Info 11th BOINC Pentathlon 2020

Page 2 - Seeking answers? Join the AnandTech community: where nearly half-a-million members share solutions and discuss the latest tech.

Markfw

Moderator Emeritus, Elite Member
May 16, 2002
25,401
14,364
136
What is a 7452? Vendor model number, or chip model?
Its an AMD EPYC server chip.

while I am here, it loaded win 10, and I got 11,848 on cinebench 20, but I could not load nvidia drivers.

Installing mint 19.2 right now.
 
  • Like
Reactions: Endgame124

Markfw

Moderator Emeritus, Elite Member
May 16, 2002
25,401
14,364
136
OK, BOINC is running Rosetta, and its folding.... Done for the day, but tomorrow I can add it to my monitoring software, and check temps, etc....

95% of the CPUs for BOINC, 128 gig ram, 128 gig hard disk, 60-62 threads
3.4 million for F@H, 14 mil ppd total.
 
  • Like
Reactions: TennesseeTony

StefanR5R

Elite Member
Dec 10, 2016
5,426
7,634
136
Bunkering tip:
work at this contest can begin after Saturday May 2, 00:00 UTC (after Friday May 1, 20:00 EDT / 17:00 PDT) – i.e. download tasks, start computation but suspend network transfers.
Suspending network transfers in the client is the most common method to "bunker" results for deferred reporting.
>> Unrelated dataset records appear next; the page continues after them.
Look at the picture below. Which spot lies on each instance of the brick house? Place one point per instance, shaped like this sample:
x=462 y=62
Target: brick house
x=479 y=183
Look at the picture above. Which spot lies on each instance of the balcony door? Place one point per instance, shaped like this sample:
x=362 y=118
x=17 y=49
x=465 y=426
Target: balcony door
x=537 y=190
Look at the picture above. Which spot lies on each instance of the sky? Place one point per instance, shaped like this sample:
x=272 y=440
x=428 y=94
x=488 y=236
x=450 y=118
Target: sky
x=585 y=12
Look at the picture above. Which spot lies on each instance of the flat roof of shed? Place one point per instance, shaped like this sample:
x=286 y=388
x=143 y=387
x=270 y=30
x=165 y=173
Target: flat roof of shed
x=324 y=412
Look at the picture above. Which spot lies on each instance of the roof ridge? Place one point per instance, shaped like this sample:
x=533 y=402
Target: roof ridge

An alternative method is to block the computer from accessing the project server, either by means of a firewall, or by means of the resolver — the latter is also known as the /etc/hosts-method.

Most BOINC projects have one and the same server name for all of the various project server functions (master, downloads, uploads, scheduler, web interface, message boards). But Rosetta@home has got...
Scheduler server: srv4.bakerlab.org
(upload server and web server: boinc.bakerlab.org)
...a separate host name of the scheduler. For bunkering, it is sufficient to block only the scheduler (srv4.bakerlab.org). That way, uploading of result files keeps working, and you can still access the web site and forums (boinc.bakerlab.org).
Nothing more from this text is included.